Hawthorn is considered the “heart” herb, and for good reason—it has been shown to support oxygenation and blood flow to the heart, and it’s rich in flavonoids for free radical protection. It also helps keep blood pressure within the normal range.
“Hawthorn increases the force of the heart and is a good therapy for those with arrhythmias, tachycardia, and/or mitral valve abnormalities,” says Mary Bove ND, author of The Encyclopedia of Natural Healing for Children and Infants. “Hawthorn is also a healing herb for soft, connective tissue damage, including sports injuries, broken bones, and knee surgeries,” says Bove, adding that skin conditions such as eczema and psoriasis often respond well to hawthorn, too.

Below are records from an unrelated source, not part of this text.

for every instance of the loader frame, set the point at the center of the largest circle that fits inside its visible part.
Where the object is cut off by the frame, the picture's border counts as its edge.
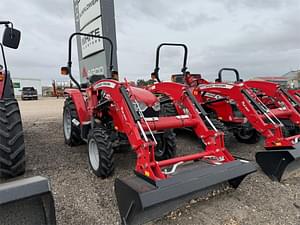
(157, 185)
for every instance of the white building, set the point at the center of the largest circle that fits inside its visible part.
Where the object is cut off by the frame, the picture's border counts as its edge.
(19, 83)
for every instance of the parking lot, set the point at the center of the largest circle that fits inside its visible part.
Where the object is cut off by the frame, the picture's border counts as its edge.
(82, 198)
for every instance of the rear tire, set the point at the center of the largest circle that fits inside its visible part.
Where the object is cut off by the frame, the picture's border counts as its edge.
(72, 132)
(166, 146)
(249, 136)
(100, 152)
(12, 147)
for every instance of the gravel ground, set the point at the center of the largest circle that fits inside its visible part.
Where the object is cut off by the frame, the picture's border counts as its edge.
(82, 198)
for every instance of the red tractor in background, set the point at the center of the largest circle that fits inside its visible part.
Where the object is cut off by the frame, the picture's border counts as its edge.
(106, 114)
(242, 112)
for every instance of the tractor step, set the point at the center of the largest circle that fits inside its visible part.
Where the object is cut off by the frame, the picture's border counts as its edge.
(26, 202)
(141, 200)
(279, 164)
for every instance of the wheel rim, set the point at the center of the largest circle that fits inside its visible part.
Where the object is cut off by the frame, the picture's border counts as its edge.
(94, 154)
(67, 123)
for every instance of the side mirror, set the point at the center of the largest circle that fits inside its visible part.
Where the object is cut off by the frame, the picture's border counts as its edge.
(11, 38)
(64, 71)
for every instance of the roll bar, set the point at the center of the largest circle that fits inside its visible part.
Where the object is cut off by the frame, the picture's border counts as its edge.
(70, 53)
(184, 68)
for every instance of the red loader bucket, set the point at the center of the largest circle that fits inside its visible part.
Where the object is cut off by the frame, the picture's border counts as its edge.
(279, 164)
(27, 202)
(141, 200)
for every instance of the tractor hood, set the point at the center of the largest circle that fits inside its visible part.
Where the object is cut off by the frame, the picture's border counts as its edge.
(142, 95)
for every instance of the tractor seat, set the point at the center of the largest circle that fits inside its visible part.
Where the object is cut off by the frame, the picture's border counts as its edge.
(95, 78)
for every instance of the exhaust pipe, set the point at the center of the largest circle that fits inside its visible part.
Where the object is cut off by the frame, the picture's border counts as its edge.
(26, 202)
(141, 200)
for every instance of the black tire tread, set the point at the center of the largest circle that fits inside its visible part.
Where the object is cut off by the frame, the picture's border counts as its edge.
(75, 138)
(106, 152)
(12, 147)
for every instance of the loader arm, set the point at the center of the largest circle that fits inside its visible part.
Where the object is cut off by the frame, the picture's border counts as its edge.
(275, 91)
(246, 102)
(140, 197)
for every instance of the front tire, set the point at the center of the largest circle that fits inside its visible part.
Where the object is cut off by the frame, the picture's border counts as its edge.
(100, 152)
(166, 145)
(12, 147)
(72, 132)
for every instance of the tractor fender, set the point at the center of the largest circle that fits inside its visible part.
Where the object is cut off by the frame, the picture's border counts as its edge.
(80, 104)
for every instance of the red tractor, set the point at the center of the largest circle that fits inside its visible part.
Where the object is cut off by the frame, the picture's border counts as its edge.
(107, 114)
(241, 111)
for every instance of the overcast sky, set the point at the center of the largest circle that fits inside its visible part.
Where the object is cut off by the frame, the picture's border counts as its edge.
(259, 37)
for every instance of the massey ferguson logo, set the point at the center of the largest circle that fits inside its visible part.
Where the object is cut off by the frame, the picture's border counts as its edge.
(105, 84)
(226, 86)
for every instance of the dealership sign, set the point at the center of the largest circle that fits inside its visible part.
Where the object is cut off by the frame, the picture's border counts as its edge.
(89, 10)
(95, 17)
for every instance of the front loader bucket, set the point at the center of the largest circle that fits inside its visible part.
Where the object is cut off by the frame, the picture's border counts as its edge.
(279, 164)
(140, 200)
(27, 202)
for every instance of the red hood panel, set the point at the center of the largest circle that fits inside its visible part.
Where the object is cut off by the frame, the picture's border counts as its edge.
(142, 95)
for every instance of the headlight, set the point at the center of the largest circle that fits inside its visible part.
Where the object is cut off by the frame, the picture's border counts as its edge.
(156, 106)
(141, 105)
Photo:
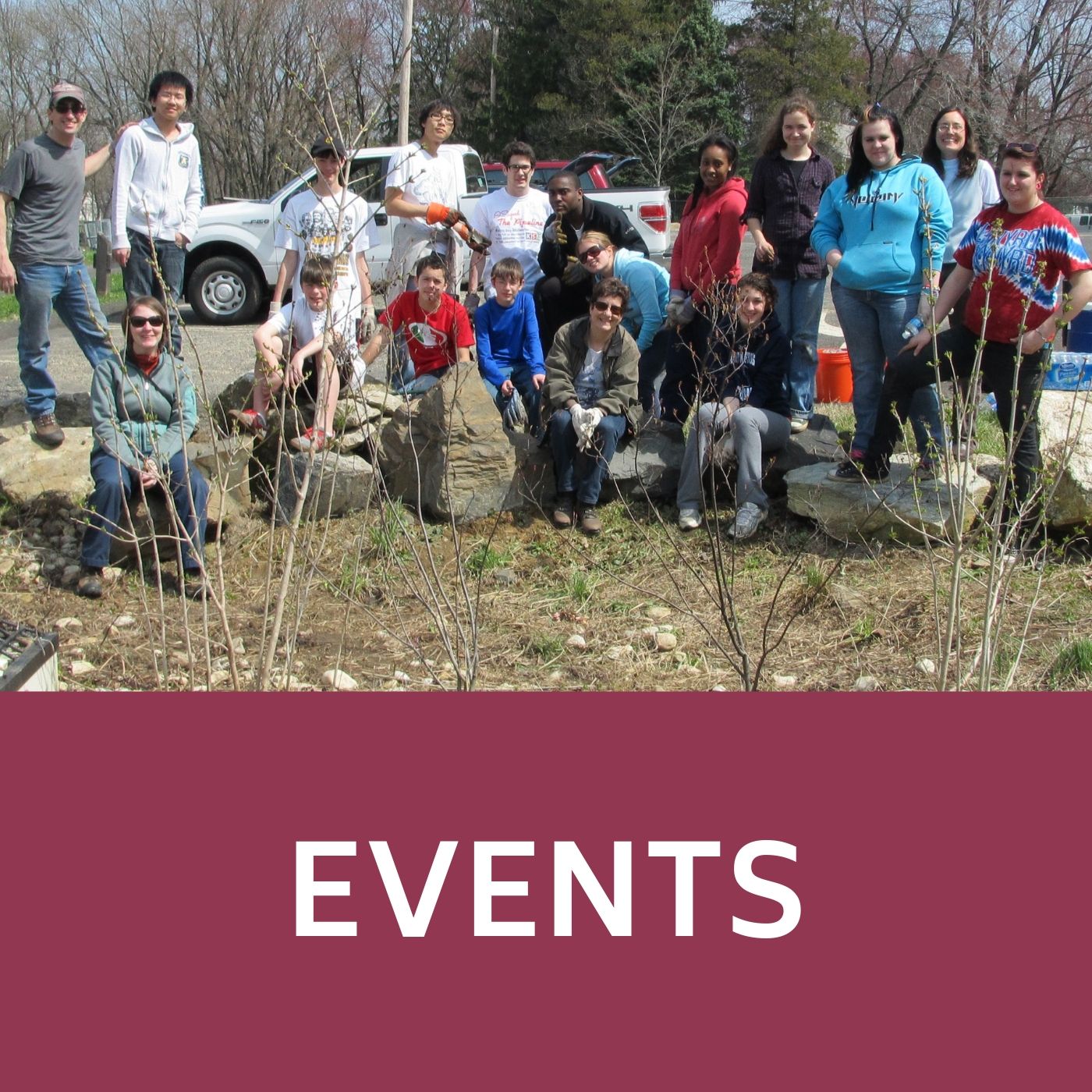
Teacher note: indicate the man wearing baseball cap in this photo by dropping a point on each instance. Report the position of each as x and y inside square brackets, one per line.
[44, 180]
[328, 221]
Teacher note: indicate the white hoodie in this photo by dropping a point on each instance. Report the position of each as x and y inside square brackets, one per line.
[156, 183]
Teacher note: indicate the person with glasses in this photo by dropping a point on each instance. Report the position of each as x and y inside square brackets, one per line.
[142, 409]
[329, 221]
[512, 220]
[591, 390]
[1012, 258]
[746, 378]
[881, 229]
[44, 180]
[158, 194]
[422, 193]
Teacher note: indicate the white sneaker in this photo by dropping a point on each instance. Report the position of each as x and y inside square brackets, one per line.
[746, 522]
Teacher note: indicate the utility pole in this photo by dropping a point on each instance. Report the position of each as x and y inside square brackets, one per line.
[404, 73]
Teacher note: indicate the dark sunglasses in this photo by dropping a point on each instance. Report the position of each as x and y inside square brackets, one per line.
[602, 306]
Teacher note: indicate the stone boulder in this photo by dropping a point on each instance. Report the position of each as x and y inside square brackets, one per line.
[336, 485]
[448, 453]
[1065, 438]
[900, 507]
[29, 471]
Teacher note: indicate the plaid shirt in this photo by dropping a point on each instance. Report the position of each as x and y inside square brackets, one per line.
[788, 214]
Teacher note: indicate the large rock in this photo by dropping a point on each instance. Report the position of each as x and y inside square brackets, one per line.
[449, 453]
[335, 486]
[1065, 438]
[29, 471]
[899, 507]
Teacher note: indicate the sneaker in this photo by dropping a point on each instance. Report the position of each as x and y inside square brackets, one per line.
[90, 584]
[746, 522]
[590, 521]
[562, 512]
[314, 439]
[856, 473]
[690, 519]
[248, 420]
[47, 431]
[194, 587]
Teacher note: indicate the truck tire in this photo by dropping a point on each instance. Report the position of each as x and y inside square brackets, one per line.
[224, 289]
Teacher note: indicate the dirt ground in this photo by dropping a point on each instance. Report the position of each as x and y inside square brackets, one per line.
[510, 603]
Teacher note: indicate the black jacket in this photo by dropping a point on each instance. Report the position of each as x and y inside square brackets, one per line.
[750, 366]
[616, 225]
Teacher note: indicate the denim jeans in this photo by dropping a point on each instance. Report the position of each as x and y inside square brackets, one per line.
[799, 310]
[40, 289]
[582, 472]
[114, 480]
[871, 324]
[522, 379]
[140, 276]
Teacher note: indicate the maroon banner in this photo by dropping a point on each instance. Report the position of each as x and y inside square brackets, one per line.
[161, 854]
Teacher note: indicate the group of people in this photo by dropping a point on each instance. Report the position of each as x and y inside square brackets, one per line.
[580, 338]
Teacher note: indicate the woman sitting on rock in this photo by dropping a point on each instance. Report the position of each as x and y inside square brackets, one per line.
[142, 409]
[747, 368]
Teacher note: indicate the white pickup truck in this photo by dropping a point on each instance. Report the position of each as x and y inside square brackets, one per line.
[232, 262]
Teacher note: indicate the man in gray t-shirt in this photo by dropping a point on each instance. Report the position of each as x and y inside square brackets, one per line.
[44, 180]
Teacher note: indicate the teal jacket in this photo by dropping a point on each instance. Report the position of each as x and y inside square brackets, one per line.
[889, 231]
[134, 417]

On an energetic level, hawthorn can help heal emotional grief, including that associated with great loss, separation, or a broken heart, says Bove. She recommends combining hawthorn with magnesium for the synergistic effects. You’ll find hawthorn in heart health formulas and as a single supplement. Or try it in tea form—the berries have a pleasant, sweet flavor with a hint of tanginess.
Hawthorn Berry Tea
- 1 tsp. dried hawthorn berries
- ½ tsp. dried albizia bark
- 1¼ cups filtered water
- 1 tsp. dried or fresh lemon balm
- ½ tsp. dried wood betony
- ¼ tsp. dried rosebuds or petals
- ¼ tsp. dried heartsease
- Honey, to taste (optional)
- Put hawthorn berries and albizia bark in small saucepan with measured water. Heat to nearly boiling, reduce heat, and simmer 5 minutes.
- Remove pan from heat and immediately add remaining herbs. Cover pan with lid and let steep 10 minutes.
- Strain into a large mug, and add honey, if desired.